「写真家の思点」で、作品を掲載しましたが、ここでは撮影時の具体的なコミュニケーションについての話をしてみようと思います。

>>写真家の思点『肖像』

 

私がポートレートを撮るとき、撮影イメージももちろん重要ですが、まず最初に意識することはモデルが自然体であるかどうかです。なぜ自然体である必要があるかと言えば、プロのモデルと言っても、中には事務所に所属したばかりで撮影経験が少ない方もいます。

こんな時、撮影イメージを強引に押し付けようとすれば、表情が強張ってしまったり、なんとなくで無理にポーズを取ってしまう事もあるので、不自然になりがちです。普段、自分がどのような姿勢で立ち、どのように呼吸をしているのかを忘れてしまうのです。

また表情についても、目を瞑らないよう意識するあまり、逆に目を見開いてしまっていないか、口を固く閉じてしまっていないか、そういった所にも意識を向けます。これは外国人モデルでもあっても同じことが言えます。

 

写真1

カメラ:PENTAX 645Z レンズ:smc PENTAX-FA645 45mm F2.8、シャッタースピード1/100 絞り:F4.5 ISO感度:200

 

外国人モデルとコミュニケーションが取れれば、それに越したことはありませんが、中には英語圏ではない10代のモデルで「昨日ウクライナからやって来ました」なんて事も珍しくありません。
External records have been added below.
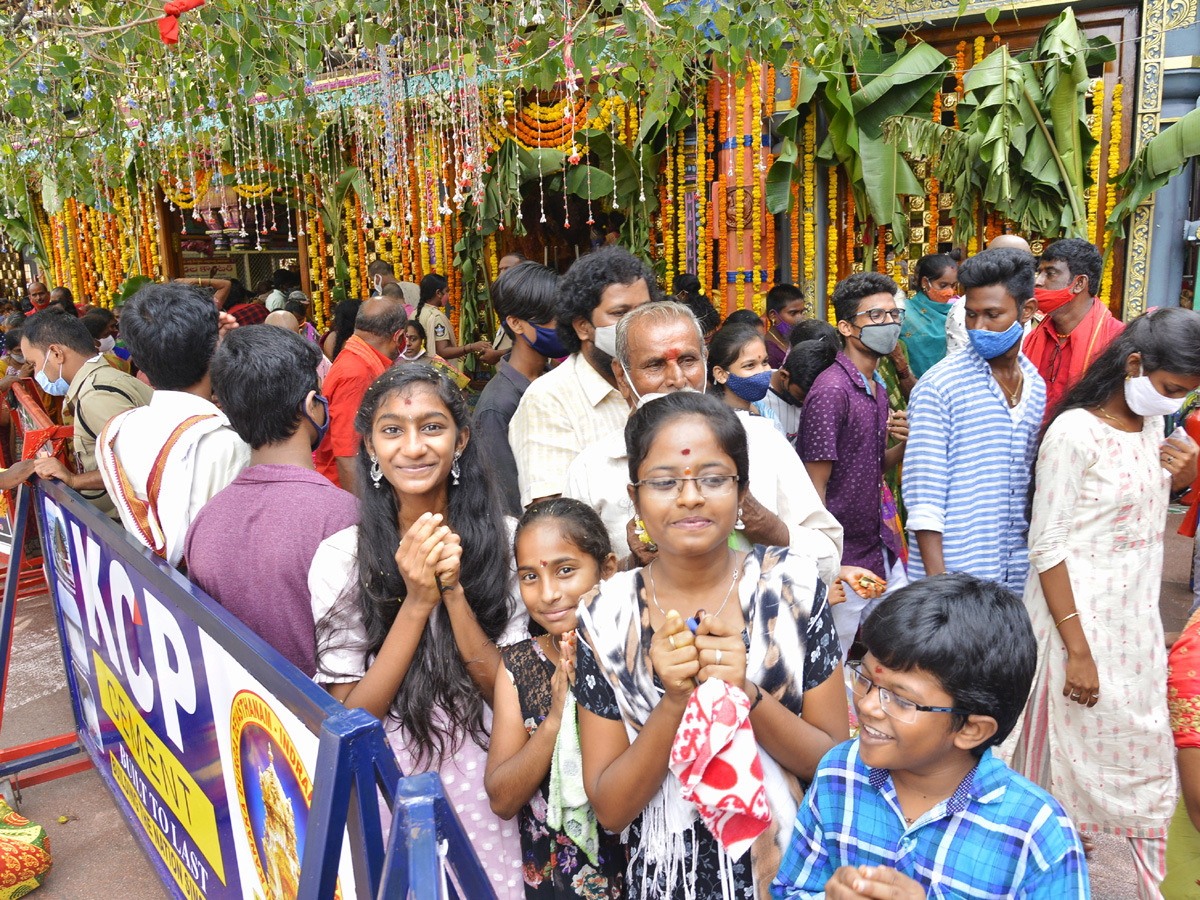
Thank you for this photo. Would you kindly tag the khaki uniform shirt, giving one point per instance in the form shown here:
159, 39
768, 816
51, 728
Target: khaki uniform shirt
97, 393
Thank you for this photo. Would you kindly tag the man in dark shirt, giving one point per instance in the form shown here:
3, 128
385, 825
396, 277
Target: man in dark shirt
525, 300
279, 510
844, 436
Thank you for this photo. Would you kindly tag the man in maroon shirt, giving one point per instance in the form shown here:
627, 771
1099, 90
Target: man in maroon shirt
377, 340
277, 510
844, 438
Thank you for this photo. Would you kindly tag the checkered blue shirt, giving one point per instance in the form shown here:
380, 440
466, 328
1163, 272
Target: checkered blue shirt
997, 835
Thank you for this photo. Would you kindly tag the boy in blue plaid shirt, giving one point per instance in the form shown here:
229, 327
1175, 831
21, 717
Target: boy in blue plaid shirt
918, 805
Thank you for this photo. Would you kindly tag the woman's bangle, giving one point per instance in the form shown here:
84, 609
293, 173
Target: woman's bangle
1066, 618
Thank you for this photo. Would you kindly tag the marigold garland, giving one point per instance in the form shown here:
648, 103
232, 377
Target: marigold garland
720, 222
681, 207
931, 201
809, 216
701, 205
1093, 162
1110, 193
832, 253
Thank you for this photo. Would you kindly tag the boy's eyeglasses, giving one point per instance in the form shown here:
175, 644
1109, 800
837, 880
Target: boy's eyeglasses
899, 708
879, 316
708, 485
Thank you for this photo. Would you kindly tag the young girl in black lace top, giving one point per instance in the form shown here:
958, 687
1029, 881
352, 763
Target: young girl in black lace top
562, 552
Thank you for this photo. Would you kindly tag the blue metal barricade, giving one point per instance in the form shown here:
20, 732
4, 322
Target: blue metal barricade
239, 775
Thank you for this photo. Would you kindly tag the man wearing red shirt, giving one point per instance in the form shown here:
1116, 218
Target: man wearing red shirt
1077, 327
377, 340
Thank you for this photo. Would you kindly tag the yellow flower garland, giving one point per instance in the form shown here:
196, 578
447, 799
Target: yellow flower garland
1093, 163
667, 214
1110, 195
681, 211
701, 203
810, 219
832, 246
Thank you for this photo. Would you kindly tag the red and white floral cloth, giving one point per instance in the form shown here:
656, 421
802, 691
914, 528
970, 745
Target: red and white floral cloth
715, 759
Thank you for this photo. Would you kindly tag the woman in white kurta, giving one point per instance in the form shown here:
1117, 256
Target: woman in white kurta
1096, 732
はじめて訪れる国で、はじめての撮影、そんな不安な心境の中、撮影者との会話が互いに曖昧な英単語では、コミュニケーションで解決できることなど極めて少ないと言えます。

 

そんな状況の中でも有効なのは、壁に寄りかかってもらったり、寝そべったりしてもらうなど、どこかに身を預けてもらうことです。そうすれば、言葉をかけるよりも簡単に力を抜く事ができ、撮影の進め方次第では普段以上の表情を引き出す事もできます。

洋楽のヒットチャートをランダムで流して雰囲気づくりするのも良いでしょう。

 

撮影者として、モデルを強引に支配しようとせず、リラックスできる状況を作り出すことが最初のアプローチです。

 

それでも求めている表情がすぐに出せるとは限りません。

写真1ではまだ硬さが残っているように思えます。

 

簡単な褒め言葉をかけながらシャッターを切り、時折、ファインダーから目を外して、モデルと笑顔でアイコンタクトを取り、ノーファインダーで撮ったりします。

そのうち、知ってる曲が流れ出したりすれば、モデルは体を揺らして、歌を口ずさみ、自らの力で、リラックスしていきます。

 

写真2

カメラ:PENTAX 645Z レンズ:smc PENTAX-FA645 45mm F2.8 シャッタースピード1/100 絞り:F4.5 ISO感度:400

 

写真2は、スタジオのペーパーバトンを下げ、両手で掴んでもらっています。

表情も自然で、佇まいも良いバランスになりました。

 

このような手順で撮影していけば、初心者のモデルでも撮影が終わる頃には、別人のように成長しているはずです。